Universities are failing to contact parents when their child has mental health problems, according to a new survey
"His mental health deteriorated to the point that he stopped going to lectures and tutorials. We did not know this. No-one from the university checked up on him. He had no appointments with a personal tutor. We did not know anything was a problem until our son sent us a message indicating that he did not want to live.” Parent of university student
Students with mental health problems may face a long wait to receive support from their university, and even when it arrives it is often insufficient, a survey has found.
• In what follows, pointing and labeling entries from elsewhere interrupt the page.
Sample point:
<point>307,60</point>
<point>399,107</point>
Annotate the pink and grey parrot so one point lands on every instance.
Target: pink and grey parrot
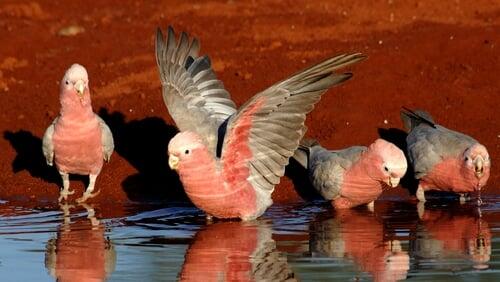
<point>78,140</point>
<point>443,159</point>
<point>229,160</point>
<point>352,176</point>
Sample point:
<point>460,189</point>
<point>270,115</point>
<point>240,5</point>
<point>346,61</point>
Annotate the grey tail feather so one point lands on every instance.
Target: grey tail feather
<point>412,119</point>
<point>301,155</point>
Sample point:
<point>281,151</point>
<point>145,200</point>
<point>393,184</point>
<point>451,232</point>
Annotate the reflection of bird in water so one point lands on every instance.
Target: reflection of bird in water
<point>455,232</point>
<point>359,236</point>
<point>235,251</point>
<point>81,251</point>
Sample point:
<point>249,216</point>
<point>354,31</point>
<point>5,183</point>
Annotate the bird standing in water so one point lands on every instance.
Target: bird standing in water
<point>229,160</point>
<point>352,176</point>
<point>78,140</point>
<point>443,159</point>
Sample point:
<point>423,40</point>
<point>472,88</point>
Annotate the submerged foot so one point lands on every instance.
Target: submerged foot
<point>64,194</point>
<point>86,196</point>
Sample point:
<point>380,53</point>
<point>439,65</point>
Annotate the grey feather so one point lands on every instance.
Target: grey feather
<point>326,168</point>
<point>108,144</point>
<point>412,119</point>
<point>428,145</point>
<point>47,143</point>
<point>278,124</point>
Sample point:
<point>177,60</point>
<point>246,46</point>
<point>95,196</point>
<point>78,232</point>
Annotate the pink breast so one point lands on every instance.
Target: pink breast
<point>78,147</point>
<point>359,188</point>
<point>207,189</point>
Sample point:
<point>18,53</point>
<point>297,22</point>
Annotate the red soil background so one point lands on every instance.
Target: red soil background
<point>441,56</point>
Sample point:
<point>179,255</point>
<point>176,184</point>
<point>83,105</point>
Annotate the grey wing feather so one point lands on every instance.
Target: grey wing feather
<point>108,144</point>
<point>47,144</point>
<point>427,146</point>
<point>277,125</point>
<point>326,168</point>
<point>195,98</point>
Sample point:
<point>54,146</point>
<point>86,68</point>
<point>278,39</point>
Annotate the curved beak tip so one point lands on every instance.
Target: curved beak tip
<point>393,182</point>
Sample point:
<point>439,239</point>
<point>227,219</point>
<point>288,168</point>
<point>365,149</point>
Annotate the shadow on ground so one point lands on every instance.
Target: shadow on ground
<point>30,156</point>
<point>300,180</point>
<point>143,143</point>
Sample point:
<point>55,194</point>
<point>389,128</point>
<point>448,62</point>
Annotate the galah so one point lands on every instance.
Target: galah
<point>352,176</point>
<point>443,159</point>
<point>78,140</point>
<point>229,160</point>
<point>362,238</point>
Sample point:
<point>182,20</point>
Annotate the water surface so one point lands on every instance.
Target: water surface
<point>305,242</point>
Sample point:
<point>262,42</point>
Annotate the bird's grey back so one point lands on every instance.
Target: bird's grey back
<point>427,145</point>
<point>326,168</point>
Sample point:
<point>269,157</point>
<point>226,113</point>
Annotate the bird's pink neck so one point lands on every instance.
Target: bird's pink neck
<point>199,174</point>
<point>361,183</point>
<point>452,175</point>
<point>72,108</point>
<point>205,185</point>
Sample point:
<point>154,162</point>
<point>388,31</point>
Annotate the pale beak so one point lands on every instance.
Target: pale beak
<point>393,181</point>
<point>173,162</point>
<point>478,166</point>
<point>80,87</point>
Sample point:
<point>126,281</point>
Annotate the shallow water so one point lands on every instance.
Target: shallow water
<point>306,242</point>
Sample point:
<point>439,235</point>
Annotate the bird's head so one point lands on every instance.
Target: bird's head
<point>392,164</point>
<point>75,82</point>
<point>477,160</point>
<point>182,148</point>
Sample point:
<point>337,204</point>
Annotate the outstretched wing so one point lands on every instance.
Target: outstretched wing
<point>48,144</point>
<point>265,132</point>
<point>108,144</point>
<point>195,98</point>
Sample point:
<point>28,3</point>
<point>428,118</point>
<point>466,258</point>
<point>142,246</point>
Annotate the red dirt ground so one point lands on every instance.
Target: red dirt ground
<point>442,56</point>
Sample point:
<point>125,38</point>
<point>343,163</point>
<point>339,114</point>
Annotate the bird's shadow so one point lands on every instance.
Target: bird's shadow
<point>143,143</point>
<point>300,179</point>
<point>398,138</point>
<point>30,156</point>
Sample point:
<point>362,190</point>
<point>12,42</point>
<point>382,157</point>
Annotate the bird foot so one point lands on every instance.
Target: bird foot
<point>64,194</point>
<point>421,209</point>
<point>463,198</point>
<point>86,196</point>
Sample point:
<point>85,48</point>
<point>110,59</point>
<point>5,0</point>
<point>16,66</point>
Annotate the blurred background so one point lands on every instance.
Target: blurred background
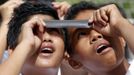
<point>128,5</point>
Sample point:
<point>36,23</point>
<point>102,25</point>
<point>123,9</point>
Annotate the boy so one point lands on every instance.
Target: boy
<point>100,49</point>
<point>33,48</point>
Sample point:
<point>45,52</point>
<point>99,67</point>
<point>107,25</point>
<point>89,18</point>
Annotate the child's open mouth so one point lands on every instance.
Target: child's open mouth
<point>102,47</point>
<point>47,50</point>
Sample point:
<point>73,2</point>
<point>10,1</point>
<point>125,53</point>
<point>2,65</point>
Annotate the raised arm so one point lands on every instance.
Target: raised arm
<point>109,21</point>
<point>6,11</point>
<point>28,44</point>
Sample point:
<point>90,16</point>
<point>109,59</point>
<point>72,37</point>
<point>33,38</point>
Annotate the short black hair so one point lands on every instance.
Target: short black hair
<point>73,11</point>
<point>122,11</point>
<point>76,8</point>
<point>22,14</point>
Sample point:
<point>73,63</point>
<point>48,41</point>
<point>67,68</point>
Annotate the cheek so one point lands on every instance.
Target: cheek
<point>59,42</point>
<point>83,48</point>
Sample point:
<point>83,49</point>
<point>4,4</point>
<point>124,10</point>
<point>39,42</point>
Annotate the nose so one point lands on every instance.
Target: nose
<point>47,37</point>
<point>95,36</point>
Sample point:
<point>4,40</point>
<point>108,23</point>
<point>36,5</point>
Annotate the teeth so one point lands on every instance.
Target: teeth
<point>47,49</point>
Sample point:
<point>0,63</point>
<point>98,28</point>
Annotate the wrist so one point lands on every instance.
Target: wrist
<point>121,25</point>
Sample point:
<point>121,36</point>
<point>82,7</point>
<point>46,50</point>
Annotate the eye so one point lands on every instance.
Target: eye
<point>82,34</point>
<point>54,31</point>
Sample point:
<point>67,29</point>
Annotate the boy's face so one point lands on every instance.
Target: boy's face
<point>51,51</point>
<point>92,49</point>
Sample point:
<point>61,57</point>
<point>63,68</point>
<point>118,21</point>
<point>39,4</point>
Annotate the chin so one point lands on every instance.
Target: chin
<point>45,64</point>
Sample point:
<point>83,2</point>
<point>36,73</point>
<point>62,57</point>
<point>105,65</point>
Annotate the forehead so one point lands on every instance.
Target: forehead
<point>41,16</point>
<point>82,15</point>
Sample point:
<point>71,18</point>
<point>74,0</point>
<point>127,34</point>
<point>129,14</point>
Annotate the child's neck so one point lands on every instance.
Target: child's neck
<point>33,71</point>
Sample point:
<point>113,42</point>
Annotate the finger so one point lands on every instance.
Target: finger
<point>40,24</point>
<point>62,10</point>
<point>99,19</point>
<point>56,5</point>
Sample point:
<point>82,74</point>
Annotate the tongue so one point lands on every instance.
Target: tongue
<point>46,51</point>
<point>101,49</point>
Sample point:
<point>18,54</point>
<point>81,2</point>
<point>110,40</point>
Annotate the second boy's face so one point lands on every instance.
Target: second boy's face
<point>51,51</point>
<point>94,50</point>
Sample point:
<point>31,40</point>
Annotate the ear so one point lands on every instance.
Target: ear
<point>10,51</point>
<point>123,42</point>
<point>66,55</point>
<point>75,64</point>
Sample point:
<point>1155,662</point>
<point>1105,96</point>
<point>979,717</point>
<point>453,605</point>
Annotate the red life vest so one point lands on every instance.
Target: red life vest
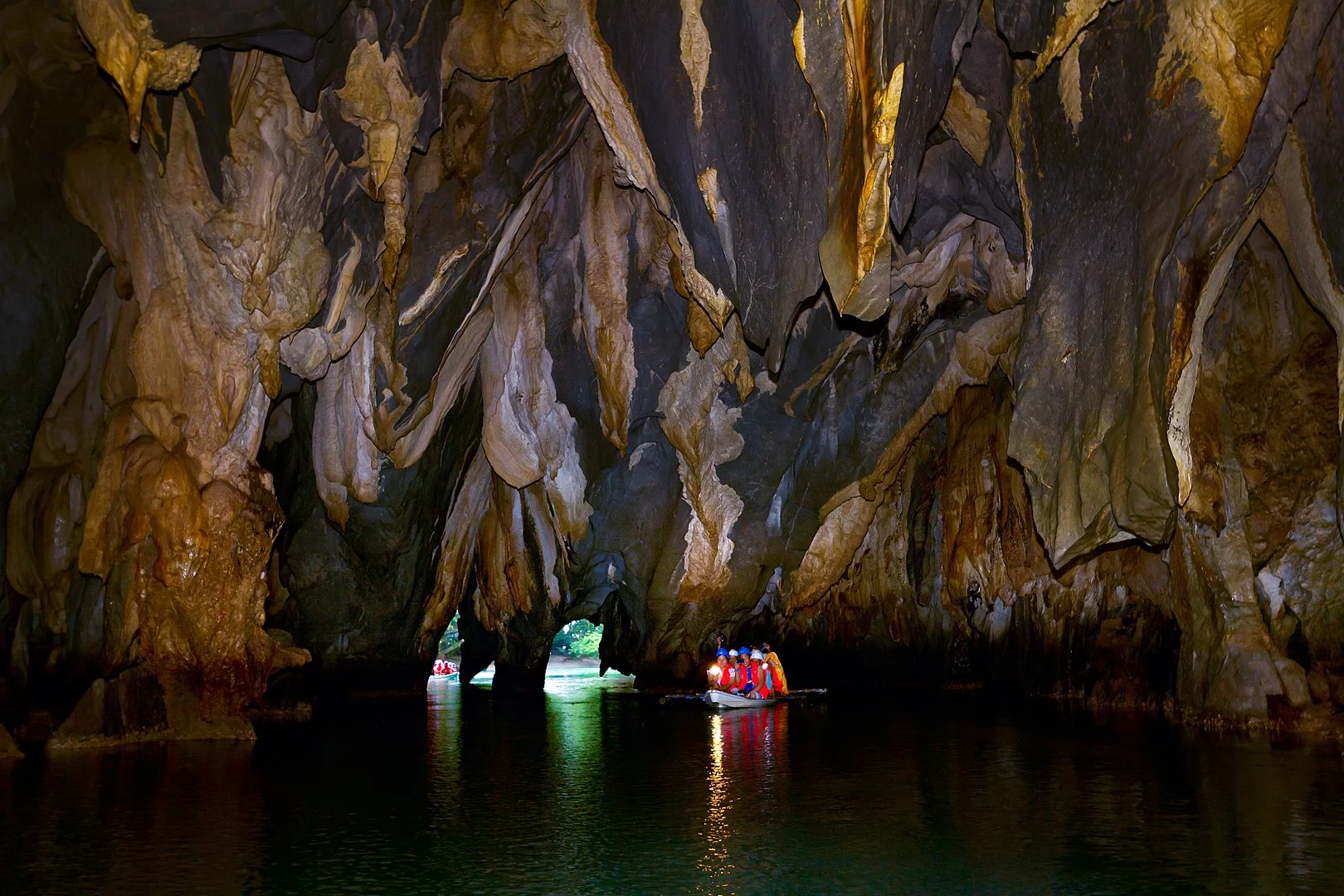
<point>758,676</point>
<point>726,674</point>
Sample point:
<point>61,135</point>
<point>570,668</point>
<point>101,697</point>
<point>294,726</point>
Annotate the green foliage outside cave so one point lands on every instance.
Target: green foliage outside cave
<point>578,640</point>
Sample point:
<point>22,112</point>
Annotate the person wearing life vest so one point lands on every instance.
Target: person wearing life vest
<point>743,681</point>
<point>761,674</point>
<point>730,670</point>
<point>721,670</point>
<point>772,660</point>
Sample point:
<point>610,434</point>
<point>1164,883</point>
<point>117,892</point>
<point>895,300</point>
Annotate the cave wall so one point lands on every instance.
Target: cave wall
<point>995,343</point>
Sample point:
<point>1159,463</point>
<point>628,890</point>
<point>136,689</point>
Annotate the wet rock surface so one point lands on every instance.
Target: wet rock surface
<point>983,343</point>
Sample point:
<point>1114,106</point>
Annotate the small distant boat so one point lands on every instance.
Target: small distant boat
<point>724,700</point>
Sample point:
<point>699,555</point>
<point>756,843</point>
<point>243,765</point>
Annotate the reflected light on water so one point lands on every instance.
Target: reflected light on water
<point>715,864</point>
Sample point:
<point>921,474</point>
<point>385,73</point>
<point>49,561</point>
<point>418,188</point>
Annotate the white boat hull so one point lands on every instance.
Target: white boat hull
<point>724,700</point>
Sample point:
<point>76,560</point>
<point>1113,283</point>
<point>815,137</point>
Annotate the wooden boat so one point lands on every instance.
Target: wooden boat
<point>724,700</point>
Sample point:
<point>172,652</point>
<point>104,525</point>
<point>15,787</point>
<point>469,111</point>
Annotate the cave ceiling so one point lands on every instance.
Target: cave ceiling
<point>855,321</point>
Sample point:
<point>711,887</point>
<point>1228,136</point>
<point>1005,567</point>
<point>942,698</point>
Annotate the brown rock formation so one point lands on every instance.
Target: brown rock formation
<point>996,342</point>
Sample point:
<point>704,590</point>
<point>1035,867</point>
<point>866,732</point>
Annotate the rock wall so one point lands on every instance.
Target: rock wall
<point>986,343</point>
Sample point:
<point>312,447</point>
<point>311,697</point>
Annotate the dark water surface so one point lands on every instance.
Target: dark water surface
<point>597,789</point>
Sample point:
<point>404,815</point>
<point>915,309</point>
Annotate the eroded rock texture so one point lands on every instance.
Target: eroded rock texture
<point>997,343</point>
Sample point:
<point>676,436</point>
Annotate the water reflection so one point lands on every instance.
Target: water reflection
<point>746,748</point>
<point>592,787</point>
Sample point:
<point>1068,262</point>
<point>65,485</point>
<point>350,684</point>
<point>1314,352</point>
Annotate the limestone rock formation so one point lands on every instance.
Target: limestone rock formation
<point>997,342</point>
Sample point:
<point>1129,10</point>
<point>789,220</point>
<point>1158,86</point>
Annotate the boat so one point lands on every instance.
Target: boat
<point>724,700</point>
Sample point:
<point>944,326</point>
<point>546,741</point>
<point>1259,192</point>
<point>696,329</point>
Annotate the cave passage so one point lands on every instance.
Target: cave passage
<point>956,347</point>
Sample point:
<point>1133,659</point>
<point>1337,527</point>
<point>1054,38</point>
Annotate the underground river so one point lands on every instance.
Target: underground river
<point>594,787</point>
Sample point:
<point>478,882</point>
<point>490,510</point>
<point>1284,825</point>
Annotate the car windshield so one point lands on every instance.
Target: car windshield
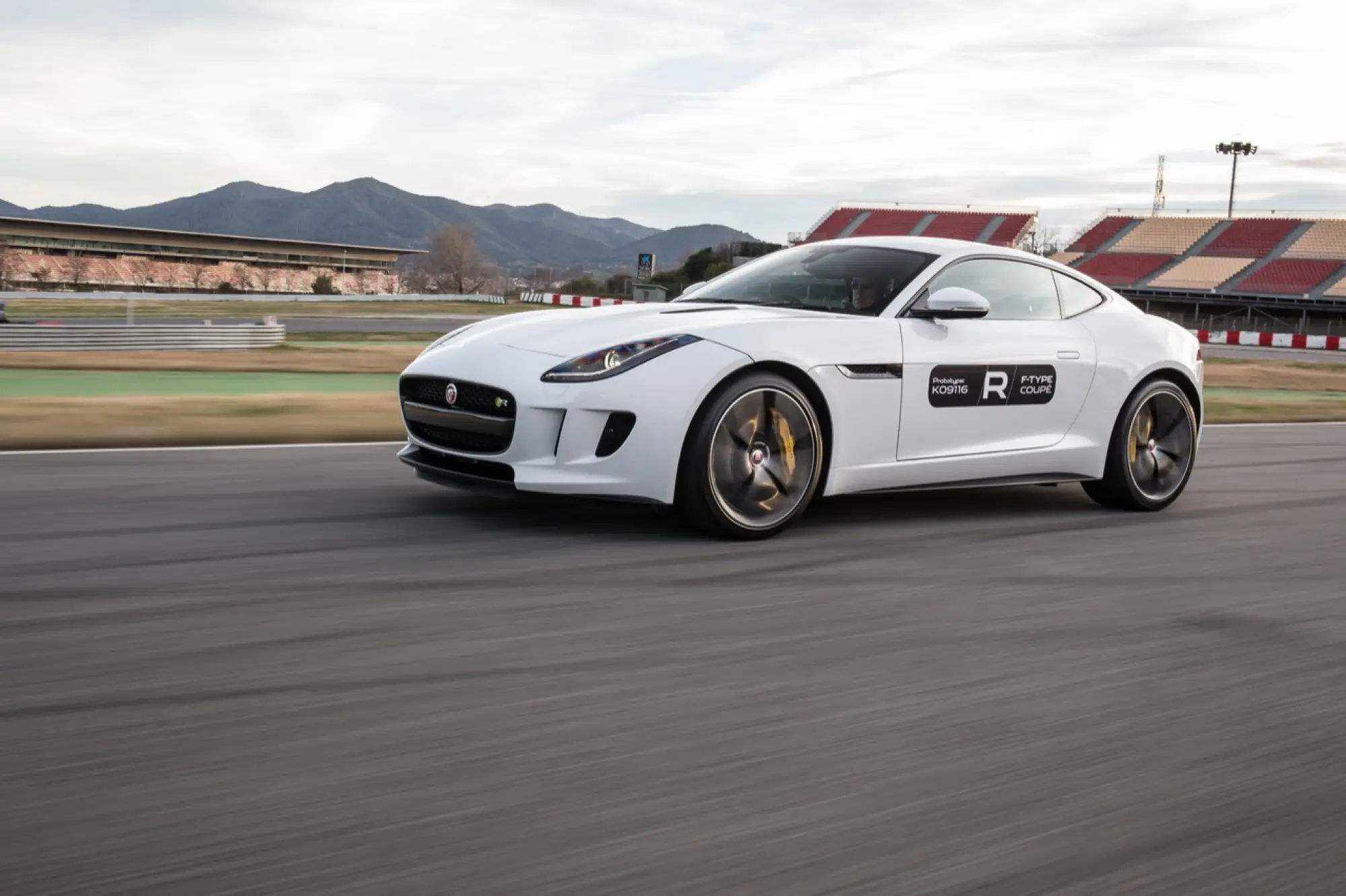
<point>842,279</point>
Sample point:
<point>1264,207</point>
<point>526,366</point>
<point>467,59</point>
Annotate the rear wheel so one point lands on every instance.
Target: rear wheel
<point>1152,454</point>
<point>754,459</point>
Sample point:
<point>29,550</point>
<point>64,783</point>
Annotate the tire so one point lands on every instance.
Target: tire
<point>1152,453</point>
<point>753,459</point>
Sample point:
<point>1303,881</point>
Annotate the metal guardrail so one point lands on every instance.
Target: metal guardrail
<point>138,337</point>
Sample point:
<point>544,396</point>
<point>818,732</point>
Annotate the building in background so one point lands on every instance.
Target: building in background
<point>48,255</point>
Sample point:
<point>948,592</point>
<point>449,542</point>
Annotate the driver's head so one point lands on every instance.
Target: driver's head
<point>865,294</point>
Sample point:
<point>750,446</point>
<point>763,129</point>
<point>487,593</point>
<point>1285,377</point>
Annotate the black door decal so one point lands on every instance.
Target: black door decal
<point>982,385</point>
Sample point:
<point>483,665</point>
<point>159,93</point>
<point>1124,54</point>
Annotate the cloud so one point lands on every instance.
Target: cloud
<point>758,114</point>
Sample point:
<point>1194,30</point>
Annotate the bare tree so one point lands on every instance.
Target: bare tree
<point>1042,241</point>
<point>142,272</point>
<point>417,282</point>
<point>454,266</point>
<point>197,270</point>
<point>266,278</point>
<point>364,282</point>
<point>79,271</point>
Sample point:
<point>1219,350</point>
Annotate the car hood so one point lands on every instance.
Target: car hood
<point>575,332</point>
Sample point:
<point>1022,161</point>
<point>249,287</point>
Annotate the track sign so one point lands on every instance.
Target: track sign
<point>645,267</point>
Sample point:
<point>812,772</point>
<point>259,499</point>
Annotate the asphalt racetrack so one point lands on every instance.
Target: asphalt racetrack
<point>304,672</point>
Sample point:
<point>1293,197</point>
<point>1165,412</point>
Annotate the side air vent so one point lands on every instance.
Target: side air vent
<point>620,426</point>
<point>873,372</point>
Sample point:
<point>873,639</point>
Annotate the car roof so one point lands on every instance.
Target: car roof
<point>935,246</point>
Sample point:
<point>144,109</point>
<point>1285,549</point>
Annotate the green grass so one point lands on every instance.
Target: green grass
<point>98,384</point>
<point>1274,395</point>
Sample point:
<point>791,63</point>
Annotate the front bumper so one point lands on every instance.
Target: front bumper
<point>558,427</point>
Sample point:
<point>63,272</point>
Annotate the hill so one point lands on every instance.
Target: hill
<point>368,212</point>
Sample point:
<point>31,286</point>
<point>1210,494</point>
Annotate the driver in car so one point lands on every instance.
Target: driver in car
<point>863,294</point>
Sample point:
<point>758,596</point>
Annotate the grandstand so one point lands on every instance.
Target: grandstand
<point>1185,266</point>
<point>993,227</point>
<point>46,255</point>
<point>1258,262</point>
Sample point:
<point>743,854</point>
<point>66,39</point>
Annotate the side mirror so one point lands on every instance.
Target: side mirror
<point>954,303</point>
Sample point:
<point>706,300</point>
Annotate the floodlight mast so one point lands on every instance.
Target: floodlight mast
<point>1236,149</point>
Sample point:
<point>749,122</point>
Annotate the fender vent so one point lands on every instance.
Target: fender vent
<point>620,426</point>
<point>873,372</point>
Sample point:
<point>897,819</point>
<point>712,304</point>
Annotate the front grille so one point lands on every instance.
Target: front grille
<point>472,396</point>
<point>479,443</point>
<point>472,399</point>
<point>434,463</point>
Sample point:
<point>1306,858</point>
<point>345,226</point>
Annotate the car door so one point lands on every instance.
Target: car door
<point>1012,381</point>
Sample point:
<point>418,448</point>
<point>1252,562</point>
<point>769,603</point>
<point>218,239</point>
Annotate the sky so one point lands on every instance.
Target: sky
<point>757,115</point>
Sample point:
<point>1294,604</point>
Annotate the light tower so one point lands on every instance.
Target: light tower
<point>1236,149</point>
<point>1160,190</point>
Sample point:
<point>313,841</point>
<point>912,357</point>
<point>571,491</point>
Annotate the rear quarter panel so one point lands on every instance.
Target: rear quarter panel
<point>1133,346</point>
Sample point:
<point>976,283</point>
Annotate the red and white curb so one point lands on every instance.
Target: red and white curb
<point>1269,340</point>
<point>575,302</point>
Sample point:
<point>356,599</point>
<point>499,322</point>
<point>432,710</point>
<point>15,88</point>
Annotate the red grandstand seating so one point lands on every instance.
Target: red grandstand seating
<point>958,225</point>
<point>1251,237</point>
<point>1100,233</point>
<point>1009,231</point>
<point>1122,270</point>
<point>1289,276</point>
<point>833,225</point>
<point>889,223</point>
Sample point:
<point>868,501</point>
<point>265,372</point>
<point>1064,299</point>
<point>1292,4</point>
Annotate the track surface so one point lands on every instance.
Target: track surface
<point>302,672</point>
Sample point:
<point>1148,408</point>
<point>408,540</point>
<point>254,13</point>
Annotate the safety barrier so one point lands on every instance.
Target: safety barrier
<point>1269,340</point>
<point>138,337</point>
<point>575,302</point>
<point>211,297</point>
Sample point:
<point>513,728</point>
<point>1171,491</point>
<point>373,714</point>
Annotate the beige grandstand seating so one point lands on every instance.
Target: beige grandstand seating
<point>1325,240</point>
<point>1165,236</point>
<point>1201,272</point>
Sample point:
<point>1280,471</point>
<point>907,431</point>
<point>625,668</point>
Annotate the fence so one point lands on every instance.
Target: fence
<point>211,297</point>
<point>138,337</point>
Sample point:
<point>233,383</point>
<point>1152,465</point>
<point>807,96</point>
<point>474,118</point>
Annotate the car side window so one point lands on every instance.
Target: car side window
<point>1076,298</point>
<point>1016,290</point>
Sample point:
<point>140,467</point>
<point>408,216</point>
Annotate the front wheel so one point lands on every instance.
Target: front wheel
<point>753,461</point>
<point>1152,454</point>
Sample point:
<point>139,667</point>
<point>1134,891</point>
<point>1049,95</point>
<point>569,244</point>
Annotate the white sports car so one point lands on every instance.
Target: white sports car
<point>843,367</point>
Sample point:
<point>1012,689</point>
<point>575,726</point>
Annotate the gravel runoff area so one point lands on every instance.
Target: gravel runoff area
<point>301,672</point>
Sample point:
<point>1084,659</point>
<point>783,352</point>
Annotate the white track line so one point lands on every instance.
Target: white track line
<point>283,445</point>
<point>391,445</point>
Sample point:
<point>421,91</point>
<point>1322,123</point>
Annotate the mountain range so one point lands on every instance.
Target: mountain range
<point>372,213</point>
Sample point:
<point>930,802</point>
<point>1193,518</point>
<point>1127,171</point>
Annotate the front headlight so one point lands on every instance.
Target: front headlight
<point>609,363</point>
<point>448,337</point>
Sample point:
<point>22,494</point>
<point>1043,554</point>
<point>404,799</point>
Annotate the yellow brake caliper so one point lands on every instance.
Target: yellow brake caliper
<point>783,431</point>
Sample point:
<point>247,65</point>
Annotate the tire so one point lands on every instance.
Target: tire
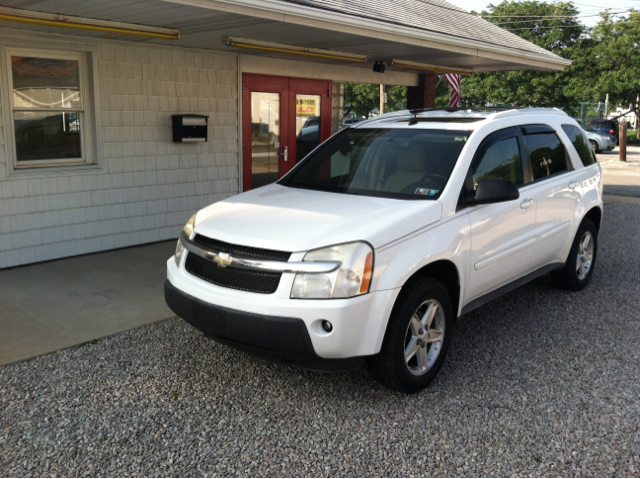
<point>390,367</point>
<point>577,271</point>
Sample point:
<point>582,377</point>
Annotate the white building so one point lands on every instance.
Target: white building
<point>89,87</point>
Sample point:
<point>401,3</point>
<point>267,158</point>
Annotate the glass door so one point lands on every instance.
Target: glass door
<point>265,101</point>
<point>284,119</point>
<point>265,138</point>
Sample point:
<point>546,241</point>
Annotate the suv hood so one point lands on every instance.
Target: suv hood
<point>289,219</point>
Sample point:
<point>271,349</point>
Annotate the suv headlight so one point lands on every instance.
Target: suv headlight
<point>353,278</point>
<point>188,231</point>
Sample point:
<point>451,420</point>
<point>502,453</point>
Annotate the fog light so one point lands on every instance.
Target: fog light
<point>327,326</point>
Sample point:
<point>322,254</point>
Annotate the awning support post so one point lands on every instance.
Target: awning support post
<point>423,95</point>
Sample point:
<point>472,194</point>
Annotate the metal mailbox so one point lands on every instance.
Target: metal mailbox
<point>190,128</point>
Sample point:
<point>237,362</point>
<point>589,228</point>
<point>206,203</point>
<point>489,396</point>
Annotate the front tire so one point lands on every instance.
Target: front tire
<point>577,271</point>
<point>417,337</point>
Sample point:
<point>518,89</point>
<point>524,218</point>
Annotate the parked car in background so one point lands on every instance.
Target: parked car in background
<point>599,141</point>
<point>370,248</point>
<point>608,127</point>
<point>351,121</point>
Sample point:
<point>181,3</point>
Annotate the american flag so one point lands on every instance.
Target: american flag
<point>454,80</point>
The survey by the House of Commons petitions committee was carried out online in response to a petition calling for a statutory legal duty of care for students in higher education. It was shared only with people who signed the petition, and asked them about their experiences of mental health support at university. The findings are therefore reflective of those who completed the survey, rather than more widely, a petitions committee briefing note says. MPs will discuss the petition today (5 June).
Of the 1,535 survey responses, just over a third were from parents, while 21% were a parent or guardian of a former university student, 15% were former university students and 10% were current students.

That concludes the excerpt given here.